Background
The prognostic management of bladder cancer (BLCA) remains a great challenge for clinicians. Recently, bulk RNA-seq sequencing data have been used as a prognostic marker for many cancers but do not accurately detect core cellular and molecular functions in tumor cells. In the current study, bulk RNA-seq and single-cell RNA sequencing (scRNA-seq) data were combined to construct a prognostic model of BLCA.
Methods
BLCA scRNA-seq data were downloaded from Gene Expression Omnibus (GEO) database. Bulk RNA-seq data were obtained from the UCSC Xena. The R package "Seurat" was used for scRNA-seq data processing, and the uniform manifold approximation and projection (UMAP) were utilized for downscaling and cluster identification. The FindAllMarkers function was used to identify marker genes for each cluster. The limma package was used to obtain differentially expressed genes (DEGs) affecting overall survival (OS) in BLCA patients. Weighted gene correlation network analysis (WGCNA) was used to identify BLCA key modules.
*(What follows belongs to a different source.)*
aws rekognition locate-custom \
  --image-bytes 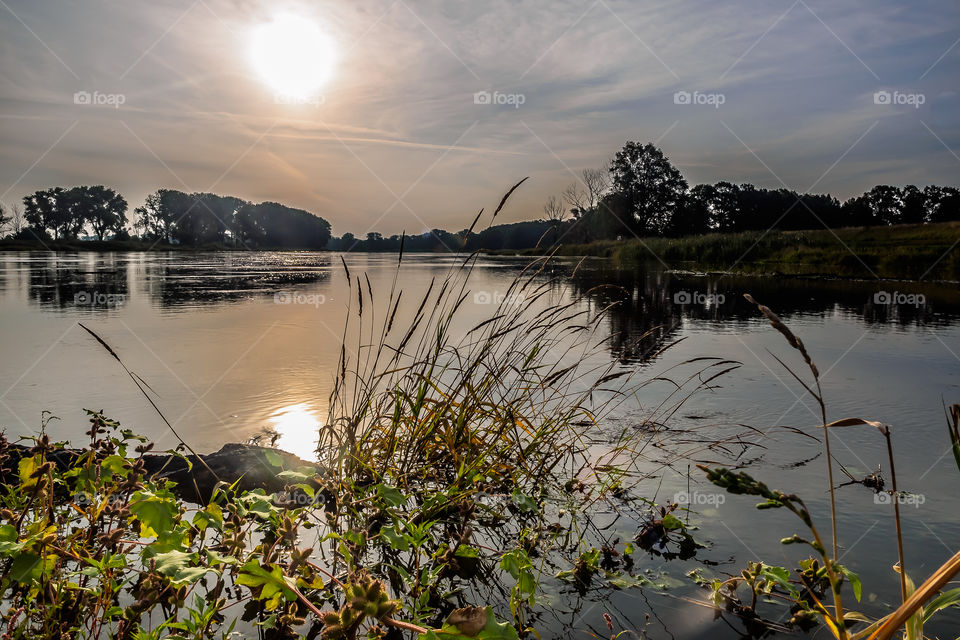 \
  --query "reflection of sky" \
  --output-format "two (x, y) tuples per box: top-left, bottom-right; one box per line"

The intersection of marker genes of core cells and genes of BLCA key modules and DEGs was used to construct a prognostic model by univariate Cox and Least Absolute Shrinkage and Selection Operator (LASSO) analyses. Differences in clinicopathological characteristics, immune microenvironment, immune checkpoints, and chemotherapeutic drug sensitivity between the high and low-risk groups were also investigated.
Results
scRNA-seq data were analyzed to identify 19 cell subpopulations and 7 core cell types. The ssGSEA showed that all 7 core cell types were significantly downregulated in tumor samples of BLCA. We identified 474 marker genes from the scRNA-seq dataset, 1556 DEGs from the Bulk RNA-seq dataset, and 2334 genes associated with a key module identified by WGCNA. After performing intersection, univariate Cox, and LASSO analysis, we obtained a prognostic model based on the expression levels of 3 signature genes, namely MAP1B, PCOLCE2, and ELN. The feasibility of the model was validated by an internal training set and two external validation sets. Moreover, patients with high-risk scores are predisposed to experience poor OS, a larger prevalence of stage III-IV, a greater TMB, a higher infiltration of immune cells, and a lesser likelihood of responding favorably to immunotherapy.
Conclusion
By integrating scRNA-seq and bulk RNA-seq data, we constructed a novel prognostic model to predict the survival of BLCA patients. The risk score is a promising independent prognostic factor that is closely correlated with the immune microenvironment and clinicopathological characteristics.